Wenn der Chef vorangeht, ist das üblicherweise vorbildhaft und seiner Rolle angemessen. Dass in Hamm Polizeipräsident Erich Sievert allerdings als einer der ersten und bislang wenigen Vertreter der Polizei eine Corona-Impfung erhalten hat, stößt in der 400-Mann-Behörde offenbar auf großes Unverständnis.

Hamm – „Warum der Präsident und nicht die Kollegen, die täglich in vorderster Front im Einsatz sind?“, schildern Polizeibedienstete die Stimmung auf den Fluren in Hamm. Es sei erheblicher Druck auf dem Kessel und eine Impfneid-Debatte unter den Beamten entfacht. Polizeisprecher Hendrik Heine bestätigte dieses Stimmungsbild gegenüber dem WA nicht. Es gebe unter den jüngeren Kollegen durchaus auch solche, die das Vorgehen Sieverts gutheißen würden, sagte Heine. (News zum Coronavirus in Hamm)

Wie Heine weiter einräumte, hatte die Behördenleitung in Hamm tatsächlich im Alleingang festgelegt, wie überschüssiges Impfmaterial aus den Altenheimen oder dem Impfzentrum unter den Beamten zu verteilen sein sollte – wenn denn die Polizei als möglicher Abnehmer angesprochen würde. „Ad hoc“ habe Sievert eine Entscheidung treffen müssen, und sich für eine Zweiteilung der Belegschaft in Über 60-Jährige und Unter 60-Jährige entschieden. Zuerst sollten demnach die über 60-Jährigen geimpft werden. Der Personalrat oder die Gleichstellungsstelle seien nicht in die Entscheidung eingebunden gewesen, erklärte Heine auf Nachfrage weiter.

Impf-Bilanz in Hamm

In den stationären Pflegeeinrichtungen wurden bislang 4200 Erst- und 3700 Zweitimpfungen bei Bewohnern und Mitarbeitern vorgenommen (Stand 15. Februar). In den Krankenhäusern wurden bis Montag 1850 Impfungen verabreicht, 750 Mitarbeiter haben auch die Folgeimpfung. Am Impfzentrum wurden bis Montag 1300 Impfen verabreicht. 

Sievert, selbst 65 Jahre alt, war demzufolge einer der ersten, die Ende Januar den Impfstoff erhielten. Weitere etwa 25 Beamte wurden seitdem ebenfalls geimpft. Das Problem an dem Verfahren: Über 60-jährige Polizisten sind nicht mehr auf der Straße im Einsatz, sondern „Schreibtischtäter“ mit wenig bis gar keinen Publikumskontakten. Während am Montag bei dem Großeinsatz zur Testung der bulgarischen Community die eingesetzten Polizisten zwar einen Corona-Vollschutz trugen, hatten sie aber keine Impfung erhalten.

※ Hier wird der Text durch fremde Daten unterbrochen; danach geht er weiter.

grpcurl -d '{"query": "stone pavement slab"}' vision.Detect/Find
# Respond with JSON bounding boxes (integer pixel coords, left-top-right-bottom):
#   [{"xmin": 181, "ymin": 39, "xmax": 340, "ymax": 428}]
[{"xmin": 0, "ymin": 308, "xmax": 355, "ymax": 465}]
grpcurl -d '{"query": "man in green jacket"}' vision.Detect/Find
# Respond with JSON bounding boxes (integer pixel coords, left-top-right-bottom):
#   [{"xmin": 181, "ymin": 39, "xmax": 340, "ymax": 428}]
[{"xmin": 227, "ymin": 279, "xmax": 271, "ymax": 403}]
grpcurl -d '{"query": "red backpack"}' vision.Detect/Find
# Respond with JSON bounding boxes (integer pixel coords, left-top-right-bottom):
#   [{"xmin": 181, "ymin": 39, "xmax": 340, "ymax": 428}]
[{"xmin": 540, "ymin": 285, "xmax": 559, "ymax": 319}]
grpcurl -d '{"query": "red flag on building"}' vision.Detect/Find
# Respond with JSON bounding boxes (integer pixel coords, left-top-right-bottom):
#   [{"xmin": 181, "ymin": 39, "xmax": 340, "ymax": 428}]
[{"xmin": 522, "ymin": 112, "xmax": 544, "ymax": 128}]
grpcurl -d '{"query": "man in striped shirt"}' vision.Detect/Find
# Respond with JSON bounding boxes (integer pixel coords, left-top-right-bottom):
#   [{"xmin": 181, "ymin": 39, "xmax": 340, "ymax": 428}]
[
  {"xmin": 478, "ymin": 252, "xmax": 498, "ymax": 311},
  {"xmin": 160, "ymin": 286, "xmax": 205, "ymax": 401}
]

Listen der Impfwilligen auf der Leitstelle

Dirk Schade, Personalratsvorsitzender der Hammer Polizei, wollte gegenüber unserer Zeitung keine Stellungnahme abgeben. „Das sind Interna. Dazu möchte ich mich nicht äußern“, sagte Schade am Donnerstag.

Mittlerweile hat auch ein kleiner Teil der im operativen Dienst tätigen Beamten eine Impfung erhalten. Das geschah immer dann, wenn die Impfungen besonders kurzfristig - also innerhalb von wenigen Stunden - zu verabreichen waren und ansonsten verfallen wären. Waren die über 60-Jährigen nicht erreichbar oder konnten sie nicht schnell genug zum Impfen erscheinen, wurden die Beamten aus dem Wach- und Wechseldienst gefragt. Entsprechende Listen mit den Namen der Impfwilligen aus Reihen der Polizei lägen auf der Leitstelle, sagte Heine. Die dort tätigen Beamten würden diese im Impf-Fall abtelefonieren.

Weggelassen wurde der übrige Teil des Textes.